Adequate environmental control is also critical for good asthma control. Patients need to understand, for example, that domestic allergens can precipitate a deterioration in asthma control while smoking contributes both to a decline in control and a reduction in the efficacy of ICS therapy, a double indemnity that makes smoking cessation a major target in the management of upper airway disease.

The latest Canadian guidelines did not yet recommend the use of budesonide/formoterol as maintenance and reliever therapy for the treatment of asthma that is greater than mild in severity. Nevertheless, the logic of this strategy has been accepted by at least some organizations, including the Global Initiative for Asthma (GINA) guidelines. Global consensus also indicates that other expert groups consider these recommendations to be appropriate, given the weight of evidence supporting the merits of the SMART strategy. Indeed, most asthma experts already consider the SMART option when making a decision as to which regimen may be best suited to an individual patient.

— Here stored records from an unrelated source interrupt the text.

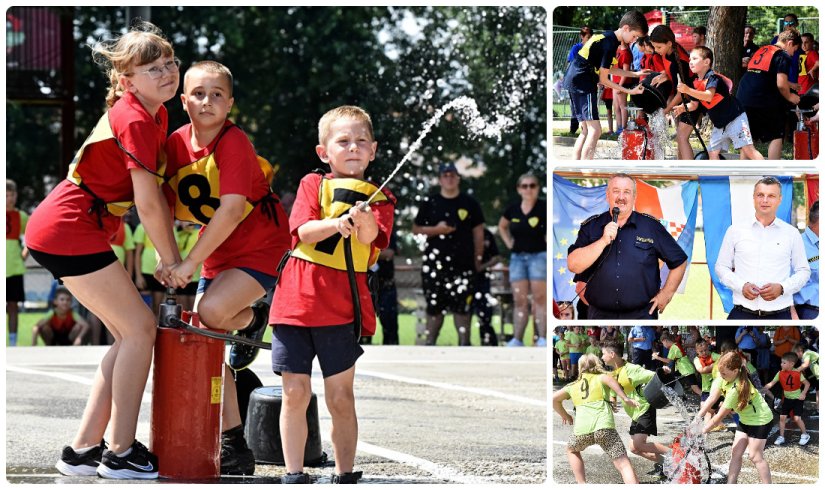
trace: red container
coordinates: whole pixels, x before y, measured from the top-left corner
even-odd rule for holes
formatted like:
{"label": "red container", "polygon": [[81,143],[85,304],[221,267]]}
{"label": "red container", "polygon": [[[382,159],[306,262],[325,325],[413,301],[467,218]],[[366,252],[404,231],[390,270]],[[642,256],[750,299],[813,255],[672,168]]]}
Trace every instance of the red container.
{"label": "red container", "polygon": [[[682,436],[676,436],[676,438],[673,440],[673,444],[671,444],[670,446],[670,448],[673,450],[671,455],[673,457],[674,465],[678,465],[679,463],[681,463],[682,459],[685,457],[685,451],[682,449],[681,442]],[[673,483],[702,483],[702,472],[699,471],[699,469],[695,466],[685,463],[685,467],[682,470],[682,474],[678,475]]]}
{"label": "red container", "polygon": [[653,134],[647,128],[625,129],[619,140],[622,160],[653,160]]}
{"label": "red container", "polygon": [[794,160],[813,160],[818,155],[819,123],[805,121],[804,126],[793,133]]}
{"label": "red container", "polygon": [[[198,325],[197,314],[182,317]],[[158,328],[150,450],[161,478],[220,478],[223,349],[222,340]]]}

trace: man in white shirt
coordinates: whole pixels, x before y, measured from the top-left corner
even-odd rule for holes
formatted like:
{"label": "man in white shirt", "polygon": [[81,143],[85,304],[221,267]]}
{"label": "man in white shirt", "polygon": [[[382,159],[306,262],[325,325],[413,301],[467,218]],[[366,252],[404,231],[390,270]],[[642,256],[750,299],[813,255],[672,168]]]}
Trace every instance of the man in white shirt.
{"label": "man in white shirt", "polygon": [[793,295],[808,282],[802,236],[776,218],[780,202],[779,180],[763,177],[753,188],[753,219],[725,232],[716,274],[733,291],[728,320],[790,320]]}

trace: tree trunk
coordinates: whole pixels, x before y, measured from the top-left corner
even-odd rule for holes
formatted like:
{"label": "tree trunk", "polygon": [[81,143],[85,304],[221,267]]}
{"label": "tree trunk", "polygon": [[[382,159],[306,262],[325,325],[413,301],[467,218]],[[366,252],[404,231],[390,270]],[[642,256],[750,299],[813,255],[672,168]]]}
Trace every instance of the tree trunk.
{"label": "tree trunk", "polygon": [[742,39],[747,7],[711,7],[708,15],[708,47],[713,50],[713,70],[733,81],[734,93],[742,78]]}

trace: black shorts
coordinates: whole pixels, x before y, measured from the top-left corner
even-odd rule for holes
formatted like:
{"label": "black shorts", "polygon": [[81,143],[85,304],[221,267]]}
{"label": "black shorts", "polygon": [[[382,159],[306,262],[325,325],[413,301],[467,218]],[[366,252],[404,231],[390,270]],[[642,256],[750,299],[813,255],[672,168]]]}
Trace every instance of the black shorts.
{"label": "black shorts", "polygon": [[771,432],[772,426],[773,421],[768,422],[765,425],[745,425],[740,421],[736,424],[736,430],[738,432],[744,432],[748,435],[748,437],[752,437],[754,439],[767,439],[768,434]]}
{"label": "black shorts", "polygon": [[29,253],[55,279],[91,274],[117,262],[117,255],[111,250],[88,255],[54,255],[32,249]]}
{"label": "black shorts", "polygon": [[779,415],[790,415],[793,410],[794,417],[801,417],[804,410],[802,400],[791,400],[790,398],[783,398],[782,405],[779,407]]}
{"label": "black shorts", "polygon": [[753,141],[769,143],[785,137],[784,110],[781,108],[745,107]]}
{"label": "black shorts", "polygon": [[700,386],[698,380],[696,379],[696,373],[691,373],[687,376],[679,378],[679,383],[685,390],[689,390],[691,386]]}
{"label": "black shorts", "polygon": [[160,283],[153,274],[142,274],[143,280],[146,281],[146,289],[153,293],[165,293],[166,287]]}
{"label": "black shorts", "polygon": [[26,288],[23,287],[23,276],[6,277],[6,303],[26,301]]}
{"label": "black shorts", "polygon": [[[164,289],[164,291],[166,290]],[[198,283],[190,282],[185,288],[177,288],[175,294],[180,296],[195,296],[198,294]]]}
{"label": "black shorts", "polygon": [[430,273],[422,273],[422,287],[424,300],[427,302],[428,315],[454,313],[466,315],[470,312],[473,301],[472,271],[442,269],[432,277]]}
{"label": "black shorts", "polygon": [[71,330],[68,332],[53,332],[52,343],[50,345],[72,345],[72,340],[69,338]]}
{"label": "black shorts", "polygon": [[705,111],[702,110],[702,106],[700,105],[695,111],[690,111],[690,118],[688,118],[687,112],[679,114],[679,122],[683,122],[689,126],[698,126],[704,113]]}
{"label": "black shorts", "polygon": [[325,378],[355,365],[364,349],[358,345],[353,324],[332,327],[275,325],[272,332],[272,371],[312,374],[312,360],[318,356]]}
{"label": "black shorts", "polygon": [[630,435],[647,434],[649,436],[657,436],[659,432],[656,430],[656,409],[650,407],[647,412],[641,414],[638,419],[630,423]]}

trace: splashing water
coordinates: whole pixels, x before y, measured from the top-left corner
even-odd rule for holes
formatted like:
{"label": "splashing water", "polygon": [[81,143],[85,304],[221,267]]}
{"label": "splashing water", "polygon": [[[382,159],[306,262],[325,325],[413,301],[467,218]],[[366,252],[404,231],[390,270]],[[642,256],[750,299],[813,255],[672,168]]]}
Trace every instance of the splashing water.
{"label": "splashing water", "polygon": [[[513,96],[518,99],[521,99],[519,96]],[[510,103],[508,105],[513,104],[513,98],[510,99]],[[395,169],[390,173],[389,177],[387,177],[381,186],[367,199],[364,203],[364,206],[368,205],[375,196],[381,192],[389,181],[392,180],[393,177],[401,170],[401,167],[404,166],[405,163],[412,157],[413,153],[415,153],[419,147],[421,147],[421,142],[424,138],[430,134],[433,127],[435,127],[440,121],[441,118],[444,117],[444,114],[447,111],[455,109],[459,118],[464,121],[464,124],[467,126],[467,130],[470,131],[472,136],[482,136],[485,138],[495,138],[498,141],[501,141],[501,133],[506,129],[513,127],[516,124],[516,120],[503,115],[503,114],[495,114],[494,120],[488,121],[485,119],[481,113],[478,111],[478,106],[476,105],[475,99],[472,99],[467,96],[457,97],[450,102],[441,106],[438,109],[433,117],[431,117],[426,123],[424,123],[424,129],[421,130],[421,133],[418,135],[418,139],[416,139],[413,144],[410,145],[407,154],[404,155],[404,158],[398,162],[398,165],[395,166]]]}
{"label": "splashing water", "polygon": [[674,441],[673,451],[665,455],[663,470],[667,480],[663,483],[693,483],[695,480],[706,482],[711,476],[710,461],[705,455],[705,435],[702,433],[704,421],[693,417],[684,400],[669,386],[662,388],[662,393],[676,408],[687,424],[684,434]]}
{"label": "splashing water", "polygon": [[650,130],[653,132],[653,156],[656,160],[675,158],[673,140],[667,134],[667,118],[664,109],[650,114]]}

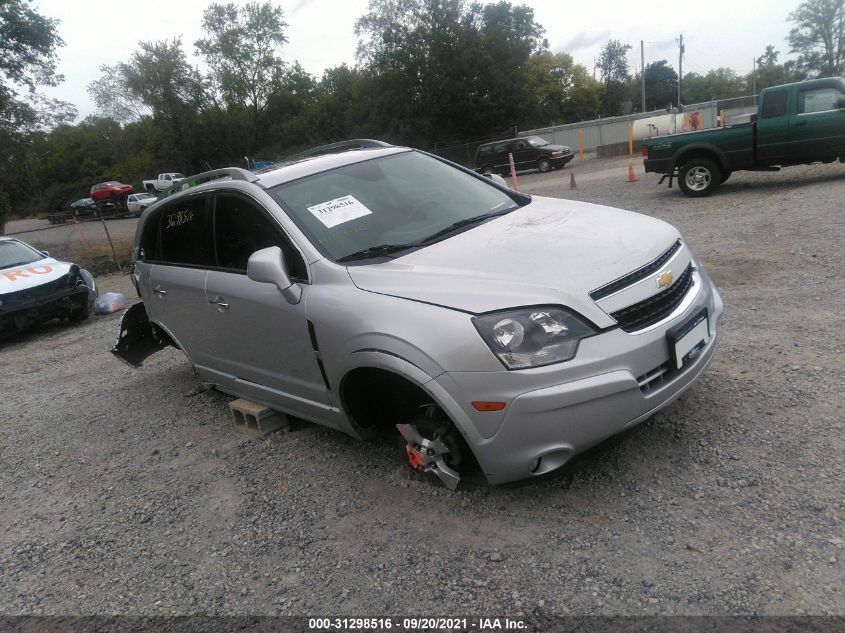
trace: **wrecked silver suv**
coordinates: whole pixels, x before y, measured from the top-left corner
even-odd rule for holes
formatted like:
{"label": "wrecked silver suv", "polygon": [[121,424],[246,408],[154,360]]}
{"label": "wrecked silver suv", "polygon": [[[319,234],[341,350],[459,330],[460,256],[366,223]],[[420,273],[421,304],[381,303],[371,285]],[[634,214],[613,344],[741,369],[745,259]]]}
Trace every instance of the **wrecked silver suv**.
{"label": "wrecked silver suv", "polygon": [[147,209],[115,353],[173,345],[224,392],[398,431],[450,488],[553,471],[710,362],[722,301],[669,224],[344,147],[193,176]]}

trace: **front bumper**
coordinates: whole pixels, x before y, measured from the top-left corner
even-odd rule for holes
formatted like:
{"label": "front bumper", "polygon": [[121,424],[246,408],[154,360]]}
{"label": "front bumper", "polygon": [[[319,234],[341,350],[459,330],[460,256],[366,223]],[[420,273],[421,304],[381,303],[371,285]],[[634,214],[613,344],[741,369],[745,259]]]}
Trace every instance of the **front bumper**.
{"label": "front bumper", "polygon": [[87,286],[61,290],[28,290],[25,300],[8,301],[0,307],[0,337],[15,334],[55,317],[71,316],[89,310],[92,291]]}
{"label": "front bumper", "polygon": [[[463,430],[491,484],[555,470],[649,418],[695,384],[713,357],[723,309],[706,273],[698,273],[701,283],[689,306],[658,327],[634,334],[614,329],[584,339],[576,358],[567,363],[451,372],[435,379],[448,394],[441,406]],[[666,332],[702,308],[707,308],[710,340],[693,362],[674,370]],[[479,412],[472,401],[504,401],[507,406],[500,412]],[[538,458],[539,467],[532,471]]]}
{"label": "front bumper", "polygon": [[569,154],[564,154],[563,156],[550,156],[549,162],[551,162],[552,167],[563,167],[573,158],[575,158],[575,153],[570,152]]}

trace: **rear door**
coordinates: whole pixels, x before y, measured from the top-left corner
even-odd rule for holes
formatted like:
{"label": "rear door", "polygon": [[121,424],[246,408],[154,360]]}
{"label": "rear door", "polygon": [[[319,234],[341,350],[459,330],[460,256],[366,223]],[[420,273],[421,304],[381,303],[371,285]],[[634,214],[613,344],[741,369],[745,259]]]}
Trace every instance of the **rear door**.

I am thus persuaded that Canadian guidelines will reflect current practice once formally published, as pivotal studies to date indicate that the SMART strategy is a valid treatment option which may improve asthma control and help prevent severe asthma exacerbations in many patients.

Note: In Canada, budesonide/formoterol is approved for use in 100 ug/6 ug, 200 ug/6 ug and 400 ug/12 ug formats.